I was devastated when I heard the news about Matthew Perry dying at 54. I am such a big fan, and my close friends knowing what a fan I was – I had about 12 people sending me the news in the morning. I feel a bit like Adele who said something along the lines of I feel I have spent so much time with you that I feel I know you so well. Even though we have never met! Of-course she was talking about the hours she spent watching friends. That is me – I still watch them to this day. And I can honestly say, the amount of laughs Matthew Perry gave me on a good day and on a bad day – was far more comforting than any-thing I could imagine.

It’s such a shame he couldn’t get over his addictions, and it just goes to show that fame and fortunes really cannot solve what is going on inside. Something I have also discovered for my-self. You have got to learn to become your own best friend, make friends with your demons and learn to self-champion your-self.

It can feel daunting – however I can safely say from my own experience that the idea is more daunting that actually doing it. Some tips of doing this:

  • First separate you as the wise adult from all the other parts of you. So you can be a little detached.
  • Sit with each part of your-self as it was your child (even the adult ones) and give it the biggest love and hugs ever. No judgement whatsoever, just a hug. If it wants to say something, create a safe space to let it
  • Affirm: I love you; I got you; I see you; I sit with you in your pain, I appreciate what you’ve been through, I’ve got your back, you’re not alone, you don’t need anyone as I am with you, you are more than enough

Do this a few times each day, and it does get easier. Let the discomfort arise and keep affirming this until all parts of you have felt some/enough love. Depending on the level of trauma, this can take hours to days, weeks or months. It does start to shift. You start caring less what others think and you start to feel whole and a little love again. Self-love is a foundation for so much. The absence of love can have devastating effects on your life.

In Matthew Perry’s case, he was convinced fame would wash all his problems away including huge feelings of loneliness and abandonment. Alas it wasn’t the case and sadly he always felt he wasn’t enough.

He tells a story of how he broke up with Julia Roberts because he thought he wasn’t good enough for her and how he was constantly convinced she was going to dump him. “Why would she not? I was not enough; I could never be enough; I was broken, bent, unlovable. So instead of facing the inevitable agony of losing her, I broke up with the beautiful and brilliant Julia Roberts.”

I’d like you to think of a time in your life when you might have not felt good enough and how you sabotaged it for fear of failure or rejection. Most of us have done this to varying degrees. If someone amazing can feel that with Julia Roberts, then that just goes to show what a deep-rooted issue it is within humanity at all levels.

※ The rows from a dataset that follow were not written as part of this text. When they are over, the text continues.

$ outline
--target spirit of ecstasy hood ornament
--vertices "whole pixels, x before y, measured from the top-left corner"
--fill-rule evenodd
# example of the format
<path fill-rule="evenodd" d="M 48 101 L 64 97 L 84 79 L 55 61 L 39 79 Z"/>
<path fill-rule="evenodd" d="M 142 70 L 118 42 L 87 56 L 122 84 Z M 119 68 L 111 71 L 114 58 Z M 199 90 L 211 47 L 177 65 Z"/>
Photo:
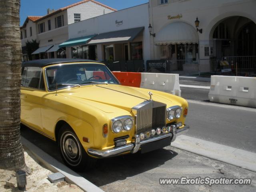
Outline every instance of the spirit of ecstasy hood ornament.
<path fill-rule="evenodd" d="M 152 94 L 151 92 L 150 92 L 150 91 L 149 91 L 149 92 L 148 92 L 148 94 L 149 95 L 149 96 L 150 96 L 150 100 L 151 101 L 152 101 L 152 99 L 151 98 L 151 96 L 152 96 L 152 95 L 153 95 L 153 94 Z"/>

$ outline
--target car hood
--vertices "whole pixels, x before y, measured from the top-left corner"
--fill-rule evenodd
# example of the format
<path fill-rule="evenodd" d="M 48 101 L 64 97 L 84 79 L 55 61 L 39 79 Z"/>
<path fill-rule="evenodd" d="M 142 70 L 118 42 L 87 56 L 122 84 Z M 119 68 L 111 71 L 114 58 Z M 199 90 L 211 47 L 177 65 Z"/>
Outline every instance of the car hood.
<path fill-rule="evenodd" d="M 148 90 L 144 89 L 120 85 L 94 84 L 67 89 L 58 94 L 86 102 L 106 112 L 115 112 L 113 111 L 114 108 L 108 107 L 108 106 L 130 112 L 134 106 L 150 99 L 148 91 Z M 160 95 L 159 93 L 156 94 L 154 90 L 151 91 L 153 93 L 153 100 L 166 104 L 172 102 L 170 99 Z"/>

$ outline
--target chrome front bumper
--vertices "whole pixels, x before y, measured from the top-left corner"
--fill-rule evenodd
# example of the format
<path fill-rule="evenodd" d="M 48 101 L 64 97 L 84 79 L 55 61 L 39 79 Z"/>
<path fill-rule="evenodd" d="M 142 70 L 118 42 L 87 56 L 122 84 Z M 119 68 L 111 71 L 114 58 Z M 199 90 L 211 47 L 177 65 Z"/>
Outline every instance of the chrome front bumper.
<path fill-rule="evenodd" d="M 142 144 L 160 140 L 168 137 L 172 138 L 171 142 L 173 142 L 177 136 L 186 133 L 189 130 L 189 126 L 185 125 L 180 129 L 173 130 L 173 133 L 169 133 L 164 135 L 160 135 L 140 141 L 138 135 L 136 135 L 134 138 L 134 142 L 123 146 L 113 147 L 110 149 L 98 150 L 90 148 L 88 149 L 88 153 L 92 156 L 100 158 L 104 158 L 118 155 L 125 152 L 130 152 L 131 153 L 138 152 Z"/>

Another story that really touched me was one about how he felt when one of his lines wasn’t funny. Imagine that from one of the funniest and wittiest people ever! “I felt like I was going to die if the live audience didn’t laugh, and it’s not healthy for sure, but I could sometimes say a line and they wouldn’t laugh, and I would sweat and just go into convulsions. If I didn’t get the laugh I was supposed to get, I would freak out. I felt that every single night. This pressure left me in a bad place.”

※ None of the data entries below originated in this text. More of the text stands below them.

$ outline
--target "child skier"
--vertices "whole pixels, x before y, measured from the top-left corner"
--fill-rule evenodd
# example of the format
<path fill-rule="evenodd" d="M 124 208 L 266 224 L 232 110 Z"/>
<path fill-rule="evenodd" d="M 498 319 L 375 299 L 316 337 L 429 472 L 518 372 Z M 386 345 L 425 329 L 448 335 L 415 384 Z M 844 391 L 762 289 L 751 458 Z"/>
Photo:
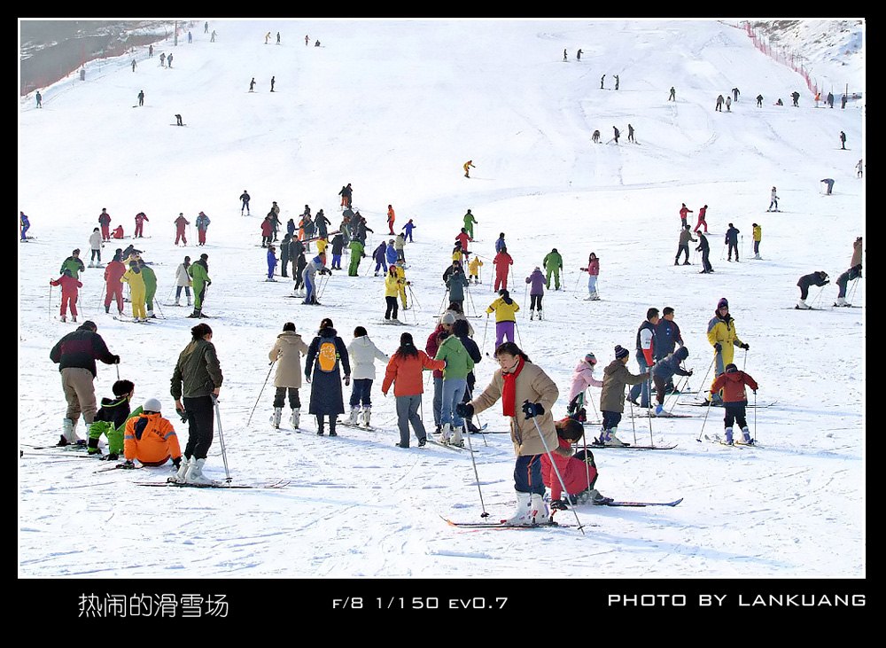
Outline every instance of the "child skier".
<path fill-rule="evenodd" d="M 742 439 L 735 441 L 738 445 L 752 445 L 754 440 L 750 438 L 750 432 L 748 430 L 748 421 L 744 417 L 745 408 L 748 406 L 748 394 L 744 391 L 744 386 L 750 387 L 754 394 L 759 389 L 757 381 L 744 371 L 739 371 L 738 367 L 730 363 L 726 365 L 726 371 L 721 373 L 714 381 L 711 383 L 711 393 L 716 394 L 720 389 L 723 390 L 723 425 L 726 427 L 726 439 L 723 441 L 727 445 L 733 444 L 732 426 L 734 423 L 738 423 L 742 428 Z"/>
<path fill-rule="evenodd" d="M 572 386 L 569 390 L 569 406 L 566 408 L 566 414 L 581 423 L 587 420 L 587 414 L 585 411 L 585 391 L 589 386 L 603 386 L 602 381 L 594 378 L 594 367 L 596 363 L 596 357 L 589 353 L 579 361 L 572 372 Z"/>

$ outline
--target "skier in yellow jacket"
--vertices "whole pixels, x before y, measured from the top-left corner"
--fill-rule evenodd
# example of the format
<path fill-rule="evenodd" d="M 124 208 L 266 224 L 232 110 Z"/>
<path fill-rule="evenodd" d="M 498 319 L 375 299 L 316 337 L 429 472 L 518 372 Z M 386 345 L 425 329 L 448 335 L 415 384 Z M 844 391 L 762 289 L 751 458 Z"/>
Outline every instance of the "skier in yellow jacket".
<path fill-rule="evenodd" d="M 495 313 L 495 348 L 501 345 L 501 340 L 505 337 L 509 342 L 514 341 L 514 328 L 517 325 L 517 311 L 520 309 L 520 305 L 510 298 L 507 290 L 499 291 L 501 295 L 497 300 L 489 304 L 486 308 L 486 316 Z"/>
<path fill-rule="evenodd" d="M 735 331 L 735 320 L 729 315 L 729 302 L 725 297 L 717 302 L 714 316 L 708 322 L 708 341 L 714 347 L 716 361 L 714 378 L 726 371 L 726 365 L 732 363 L 734 347 L 750 348 L 750 345 L 739 340 L 738 332 Z M 722 396 L 719 394 L 711 394 L 711 403 L 723 404 Z"/>
<path fill-rule="evenodd" d="M 136 322 L 146 322 L 148 314 L 144 310 L 144 277 L 137 261 L 129 262 L 129 269 L 120 277 L 120 283 L 129 285 L 129 301 L 132 302 L 132 316 Z"/>

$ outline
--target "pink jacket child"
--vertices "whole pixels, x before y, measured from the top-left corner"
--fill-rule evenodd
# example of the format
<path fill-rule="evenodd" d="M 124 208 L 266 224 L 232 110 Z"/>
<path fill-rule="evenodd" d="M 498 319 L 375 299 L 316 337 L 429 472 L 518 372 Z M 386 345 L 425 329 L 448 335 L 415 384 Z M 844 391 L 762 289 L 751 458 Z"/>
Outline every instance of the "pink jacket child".
<path fill-rule="evenodd" d="M 602 387 L 603 383 L 594 378 L 594 367 L 597 363 L 597 359 L 594 354 L 589 353 L 582 358 L 575 366 L 572 373 L 572 386 L 569 390 L 569 406 L 566 413 L 569 415 L 577 414 L 577 418 L 584 422 L 587 420 L 585 415 L 585 390 L 587 387 Z"/>
<path fill-rule="evenodd" d="M 77 321 L 77 295 L 78 288 L 82 288 L 83 285 L 71 276 L 71 270 L 65 270 L 58 279 L 50 279 L 50 285 L 61 286 L 61 321 L 66 322 L 67 307 L 71 307 L 71 318 Z"/>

This pressure comes from a fixed mind-set. Using a growth mindset – you could reframe that to think, ok I now have more information on what the audience find funny and like. Or even better – I know that every line cannot be funny and that’s great as it takes the pressure of. Phew.

Think about where you are putting a lot of pressure on your-self, to your own detriment, and think about how you might reframe it to ease the pressure.

As a final point, I will say I am devastated that we lost such a great man and beautiful soul at 53. I thank him from the bottom of my heart for bringing us so much joy and touching so many people’s lives. In addition to his humour on friends, he also touched so many by being an advocate and support for addictions through his own experiences.

I will continue to watch friends and be ever grateful to the joy he has brought me and so many others. RIP Dear Chandler.